Urgent for scraping pdfs

hello everyone I have a data table I want to pass variables to one of the columns to put a changeable regex so I can get a values
Note: has anyone has a solution for unstructured pdf the data inside the table it is not stable so I had to got to regex but by somehow i find it with the changeable data hard to scrap caus it is considered as a dynamic data, not static which doesn’t have a constant number of the item.
i want to scrap the table in csv file JoeyTribbiani_01102020_281092.pdf (25.7 KB) MonicaGeller_09052020_87654.pdf (15.9 KB)

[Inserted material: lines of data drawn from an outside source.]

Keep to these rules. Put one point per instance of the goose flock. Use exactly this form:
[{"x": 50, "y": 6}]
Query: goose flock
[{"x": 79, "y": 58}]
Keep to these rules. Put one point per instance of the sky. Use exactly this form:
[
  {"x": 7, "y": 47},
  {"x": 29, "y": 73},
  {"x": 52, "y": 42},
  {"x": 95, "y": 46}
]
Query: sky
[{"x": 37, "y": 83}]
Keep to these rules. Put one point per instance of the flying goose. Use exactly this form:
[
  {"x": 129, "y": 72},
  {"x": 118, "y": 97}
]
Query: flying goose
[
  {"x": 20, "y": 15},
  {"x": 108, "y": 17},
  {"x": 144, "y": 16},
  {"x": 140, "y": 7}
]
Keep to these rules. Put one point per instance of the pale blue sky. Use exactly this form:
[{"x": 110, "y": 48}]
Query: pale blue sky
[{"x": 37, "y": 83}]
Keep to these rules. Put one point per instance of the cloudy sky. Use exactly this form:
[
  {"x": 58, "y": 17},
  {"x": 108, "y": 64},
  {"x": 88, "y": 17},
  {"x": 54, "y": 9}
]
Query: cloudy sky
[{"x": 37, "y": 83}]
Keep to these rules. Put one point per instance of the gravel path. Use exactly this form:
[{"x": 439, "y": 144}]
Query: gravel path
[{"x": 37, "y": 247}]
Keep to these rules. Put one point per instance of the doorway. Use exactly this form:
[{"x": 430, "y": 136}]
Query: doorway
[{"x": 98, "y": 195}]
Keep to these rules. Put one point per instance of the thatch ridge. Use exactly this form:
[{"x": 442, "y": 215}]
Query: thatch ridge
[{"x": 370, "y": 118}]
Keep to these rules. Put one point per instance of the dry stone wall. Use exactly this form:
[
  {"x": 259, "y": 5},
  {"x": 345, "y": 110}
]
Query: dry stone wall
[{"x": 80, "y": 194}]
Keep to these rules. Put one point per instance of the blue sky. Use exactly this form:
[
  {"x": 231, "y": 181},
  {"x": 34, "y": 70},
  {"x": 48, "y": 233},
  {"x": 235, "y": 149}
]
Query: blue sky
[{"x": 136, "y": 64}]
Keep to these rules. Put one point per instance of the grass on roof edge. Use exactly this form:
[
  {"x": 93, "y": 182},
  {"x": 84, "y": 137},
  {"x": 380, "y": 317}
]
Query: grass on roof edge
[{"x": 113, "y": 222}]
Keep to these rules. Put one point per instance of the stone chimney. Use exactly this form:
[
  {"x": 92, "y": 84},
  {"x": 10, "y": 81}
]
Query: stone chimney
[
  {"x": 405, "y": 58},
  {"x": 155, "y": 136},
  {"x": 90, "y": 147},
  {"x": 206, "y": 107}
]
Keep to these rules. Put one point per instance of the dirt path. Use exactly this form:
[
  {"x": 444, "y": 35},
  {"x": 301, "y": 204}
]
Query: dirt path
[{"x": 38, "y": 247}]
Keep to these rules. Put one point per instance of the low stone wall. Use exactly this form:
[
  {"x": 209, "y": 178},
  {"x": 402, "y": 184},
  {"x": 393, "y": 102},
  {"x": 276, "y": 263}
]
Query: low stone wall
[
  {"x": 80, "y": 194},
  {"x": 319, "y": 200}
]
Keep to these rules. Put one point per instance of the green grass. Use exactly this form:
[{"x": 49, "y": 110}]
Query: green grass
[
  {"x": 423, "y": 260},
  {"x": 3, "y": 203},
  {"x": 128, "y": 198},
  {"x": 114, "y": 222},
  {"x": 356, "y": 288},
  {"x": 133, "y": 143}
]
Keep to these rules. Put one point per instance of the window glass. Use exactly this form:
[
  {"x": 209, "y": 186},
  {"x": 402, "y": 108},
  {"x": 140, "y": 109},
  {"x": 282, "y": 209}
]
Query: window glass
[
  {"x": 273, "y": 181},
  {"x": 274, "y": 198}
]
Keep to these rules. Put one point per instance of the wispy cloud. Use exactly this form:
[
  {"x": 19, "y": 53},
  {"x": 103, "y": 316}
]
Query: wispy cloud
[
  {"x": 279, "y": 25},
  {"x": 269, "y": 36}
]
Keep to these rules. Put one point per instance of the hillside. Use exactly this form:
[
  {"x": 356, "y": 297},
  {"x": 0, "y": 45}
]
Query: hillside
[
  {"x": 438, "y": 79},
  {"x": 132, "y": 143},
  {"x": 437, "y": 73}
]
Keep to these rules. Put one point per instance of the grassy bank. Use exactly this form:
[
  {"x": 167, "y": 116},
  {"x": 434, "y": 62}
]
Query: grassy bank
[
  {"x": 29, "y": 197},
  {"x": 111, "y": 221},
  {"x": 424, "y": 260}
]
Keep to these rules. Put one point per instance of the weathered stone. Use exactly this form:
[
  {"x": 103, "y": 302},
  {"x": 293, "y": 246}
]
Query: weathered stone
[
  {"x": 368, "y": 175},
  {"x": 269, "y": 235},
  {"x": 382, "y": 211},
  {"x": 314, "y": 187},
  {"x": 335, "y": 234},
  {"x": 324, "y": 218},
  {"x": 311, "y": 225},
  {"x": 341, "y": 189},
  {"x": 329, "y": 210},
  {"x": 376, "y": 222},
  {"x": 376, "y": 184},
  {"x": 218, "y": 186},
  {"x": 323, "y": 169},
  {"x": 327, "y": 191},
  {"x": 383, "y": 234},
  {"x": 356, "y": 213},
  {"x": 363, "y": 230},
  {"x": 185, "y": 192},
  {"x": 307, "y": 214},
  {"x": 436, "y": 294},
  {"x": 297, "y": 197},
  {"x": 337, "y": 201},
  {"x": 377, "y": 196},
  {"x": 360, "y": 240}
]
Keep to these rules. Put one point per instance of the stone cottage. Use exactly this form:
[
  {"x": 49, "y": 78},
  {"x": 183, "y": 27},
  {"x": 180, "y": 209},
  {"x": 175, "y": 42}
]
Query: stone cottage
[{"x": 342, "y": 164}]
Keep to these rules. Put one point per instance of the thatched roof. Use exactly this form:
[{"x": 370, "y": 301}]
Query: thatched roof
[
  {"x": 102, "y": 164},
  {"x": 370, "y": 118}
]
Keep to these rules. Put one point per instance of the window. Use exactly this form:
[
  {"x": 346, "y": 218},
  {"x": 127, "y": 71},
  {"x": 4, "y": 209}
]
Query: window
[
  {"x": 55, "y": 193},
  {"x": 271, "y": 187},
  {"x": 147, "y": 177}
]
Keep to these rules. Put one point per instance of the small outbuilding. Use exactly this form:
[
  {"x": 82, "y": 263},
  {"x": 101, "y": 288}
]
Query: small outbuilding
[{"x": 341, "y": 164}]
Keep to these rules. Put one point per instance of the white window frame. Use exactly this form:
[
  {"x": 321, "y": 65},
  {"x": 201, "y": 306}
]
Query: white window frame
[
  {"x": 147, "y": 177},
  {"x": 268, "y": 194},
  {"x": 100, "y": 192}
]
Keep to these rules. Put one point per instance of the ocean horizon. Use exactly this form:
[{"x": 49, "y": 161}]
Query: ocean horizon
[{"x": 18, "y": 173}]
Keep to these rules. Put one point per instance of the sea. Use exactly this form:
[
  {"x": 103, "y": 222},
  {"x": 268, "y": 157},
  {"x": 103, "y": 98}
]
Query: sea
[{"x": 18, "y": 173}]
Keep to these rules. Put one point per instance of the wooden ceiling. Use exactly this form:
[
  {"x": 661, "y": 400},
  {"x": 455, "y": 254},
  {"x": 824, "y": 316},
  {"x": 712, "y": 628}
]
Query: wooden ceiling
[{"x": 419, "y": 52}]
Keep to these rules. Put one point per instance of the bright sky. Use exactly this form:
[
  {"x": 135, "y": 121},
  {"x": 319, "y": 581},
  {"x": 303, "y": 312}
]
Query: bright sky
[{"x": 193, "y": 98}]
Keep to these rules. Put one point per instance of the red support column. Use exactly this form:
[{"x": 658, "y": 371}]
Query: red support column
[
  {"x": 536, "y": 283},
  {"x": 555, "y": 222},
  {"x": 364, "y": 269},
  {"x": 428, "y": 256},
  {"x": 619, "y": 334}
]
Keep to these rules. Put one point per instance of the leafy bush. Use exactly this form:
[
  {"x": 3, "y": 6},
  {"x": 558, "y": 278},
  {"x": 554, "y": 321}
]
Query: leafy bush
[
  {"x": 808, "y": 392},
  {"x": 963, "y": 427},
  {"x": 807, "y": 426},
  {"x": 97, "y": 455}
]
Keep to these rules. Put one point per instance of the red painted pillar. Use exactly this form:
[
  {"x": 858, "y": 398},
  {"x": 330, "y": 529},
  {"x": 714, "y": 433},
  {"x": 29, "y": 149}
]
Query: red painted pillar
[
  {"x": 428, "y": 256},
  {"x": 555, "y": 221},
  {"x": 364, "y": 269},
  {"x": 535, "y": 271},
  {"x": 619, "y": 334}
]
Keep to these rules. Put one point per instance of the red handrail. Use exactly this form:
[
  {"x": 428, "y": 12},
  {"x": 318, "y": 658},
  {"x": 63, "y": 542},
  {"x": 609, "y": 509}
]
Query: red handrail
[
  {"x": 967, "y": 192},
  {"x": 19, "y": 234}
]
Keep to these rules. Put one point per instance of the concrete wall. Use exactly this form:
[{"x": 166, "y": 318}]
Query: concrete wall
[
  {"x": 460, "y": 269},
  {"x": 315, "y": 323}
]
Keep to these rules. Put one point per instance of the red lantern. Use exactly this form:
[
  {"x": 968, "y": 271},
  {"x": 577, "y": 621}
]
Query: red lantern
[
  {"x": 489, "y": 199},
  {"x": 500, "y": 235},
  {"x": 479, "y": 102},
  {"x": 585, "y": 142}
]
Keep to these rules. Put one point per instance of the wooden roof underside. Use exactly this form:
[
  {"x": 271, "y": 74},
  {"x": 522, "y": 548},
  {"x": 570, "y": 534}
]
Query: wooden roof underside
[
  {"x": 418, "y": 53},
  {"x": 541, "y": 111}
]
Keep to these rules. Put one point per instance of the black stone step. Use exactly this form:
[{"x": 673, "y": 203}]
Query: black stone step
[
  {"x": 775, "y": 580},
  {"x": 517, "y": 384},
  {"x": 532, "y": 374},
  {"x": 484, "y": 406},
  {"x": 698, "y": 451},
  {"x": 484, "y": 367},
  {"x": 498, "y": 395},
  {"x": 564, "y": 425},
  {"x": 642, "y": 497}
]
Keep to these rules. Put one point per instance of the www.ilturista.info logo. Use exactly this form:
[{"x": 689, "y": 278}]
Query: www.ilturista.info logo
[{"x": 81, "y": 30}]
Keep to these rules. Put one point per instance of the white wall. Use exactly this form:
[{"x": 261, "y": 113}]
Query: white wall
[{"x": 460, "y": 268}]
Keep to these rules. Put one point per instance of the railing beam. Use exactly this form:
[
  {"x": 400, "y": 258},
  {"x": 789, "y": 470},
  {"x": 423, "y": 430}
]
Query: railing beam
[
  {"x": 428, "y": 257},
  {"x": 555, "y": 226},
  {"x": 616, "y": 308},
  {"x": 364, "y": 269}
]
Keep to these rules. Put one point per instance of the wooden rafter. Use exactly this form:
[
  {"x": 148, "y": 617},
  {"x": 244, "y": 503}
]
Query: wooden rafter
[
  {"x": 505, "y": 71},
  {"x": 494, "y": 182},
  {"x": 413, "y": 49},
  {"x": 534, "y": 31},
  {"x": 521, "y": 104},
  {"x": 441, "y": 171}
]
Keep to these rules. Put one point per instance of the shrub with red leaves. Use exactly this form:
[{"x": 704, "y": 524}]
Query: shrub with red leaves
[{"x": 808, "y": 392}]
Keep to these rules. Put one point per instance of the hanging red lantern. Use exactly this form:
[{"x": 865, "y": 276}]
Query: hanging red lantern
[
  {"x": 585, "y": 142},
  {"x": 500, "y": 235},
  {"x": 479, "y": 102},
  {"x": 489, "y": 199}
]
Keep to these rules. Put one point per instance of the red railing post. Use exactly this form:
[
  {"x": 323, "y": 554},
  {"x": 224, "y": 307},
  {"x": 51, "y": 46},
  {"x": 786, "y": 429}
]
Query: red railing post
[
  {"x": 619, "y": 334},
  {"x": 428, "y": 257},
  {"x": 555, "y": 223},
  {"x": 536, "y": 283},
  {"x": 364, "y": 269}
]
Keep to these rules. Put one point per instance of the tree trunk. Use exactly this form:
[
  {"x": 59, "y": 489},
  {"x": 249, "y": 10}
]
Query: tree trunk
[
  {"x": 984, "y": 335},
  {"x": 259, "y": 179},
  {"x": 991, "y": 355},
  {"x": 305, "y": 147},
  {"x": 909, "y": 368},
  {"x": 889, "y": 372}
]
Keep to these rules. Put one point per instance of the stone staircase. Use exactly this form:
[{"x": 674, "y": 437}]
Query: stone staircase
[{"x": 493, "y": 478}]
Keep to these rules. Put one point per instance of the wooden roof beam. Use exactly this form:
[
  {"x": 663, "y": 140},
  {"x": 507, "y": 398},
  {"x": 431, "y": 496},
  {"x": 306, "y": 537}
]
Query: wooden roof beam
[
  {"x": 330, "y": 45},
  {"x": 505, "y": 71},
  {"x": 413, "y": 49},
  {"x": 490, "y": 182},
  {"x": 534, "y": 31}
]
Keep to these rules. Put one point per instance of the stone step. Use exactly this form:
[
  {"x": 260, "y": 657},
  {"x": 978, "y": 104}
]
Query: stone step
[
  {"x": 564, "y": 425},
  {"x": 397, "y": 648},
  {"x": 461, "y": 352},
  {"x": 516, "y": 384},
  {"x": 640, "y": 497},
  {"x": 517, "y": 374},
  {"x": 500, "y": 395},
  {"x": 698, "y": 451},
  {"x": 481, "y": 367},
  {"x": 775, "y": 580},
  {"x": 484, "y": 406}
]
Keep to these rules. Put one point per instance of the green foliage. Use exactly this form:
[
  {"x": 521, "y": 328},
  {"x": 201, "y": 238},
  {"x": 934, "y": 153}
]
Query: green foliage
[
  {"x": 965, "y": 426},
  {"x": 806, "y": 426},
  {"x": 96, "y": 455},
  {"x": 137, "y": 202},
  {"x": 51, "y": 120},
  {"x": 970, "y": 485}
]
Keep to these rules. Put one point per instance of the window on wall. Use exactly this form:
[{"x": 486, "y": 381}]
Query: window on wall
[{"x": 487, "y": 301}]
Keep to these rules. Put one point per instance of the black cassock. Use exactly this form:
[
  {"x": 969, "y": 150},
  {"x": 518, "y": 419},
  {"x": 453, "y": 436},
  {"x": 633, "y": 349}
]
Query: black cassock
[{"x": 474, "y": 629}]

this can be done using Regex do as follows

  1. read using pdf to text activity (let say output : mypdf)
  2. remove Header details we are only focusing on Table to remove use this Pattern “(.INVOICE.\sInvoice.\sInvoice.\sDue.*)”
  3. to extract table use use a simple method we will build CSV string
  4. Identifying table headers use assign activity and for the left side mypdf = Regex.replace(mypdf,"(?<=ID)(\s{1})|(?<=DESCRIPTION)(\s{1})|(?<=QTY)(\s{1})|(?<=PRICE)(\s{1})","!")
  5. we will use “!” as our delimiter
  6. Identify ID column use assign activity and for the left side mypdf = Regex.replace(mypdf,"(?<=^\d{2})(\s{1})","!")
  7. mypdf = Regex.replace(mypdf,"(?<=\d{1,}.\d{2})(\b \b)|(\b \b)(?=\d{1,}.\d{2})","!") this will identify total and Price column
  8. mypdf = Regex.replace(mypdf,"((\s{1})(?=\d{1,}!.\d{1,}..\d{2}))","!") this will identify Item colum
  9. mypdf = Regex.replace(mypdf,"(\s)(?=^[A-Z]{3})","") this will identify line breaks and it will remove it and combine it as single line
  10. now use Generate data table activity and pass your created csv string and use first record as header and also delimiter used in the step 5

for this entire flow you need String Split and Regex Replace to build your code use Assign and Generate data table activity

Please test it to min 30 invoices and harden pattern above patterns are not well tested but you can do it using regex

Finally I highly recommend you to use Uipath Document Understanding framework . it’s lot more easy

thanks for your support and can you please share with me the workflow and thanks for you .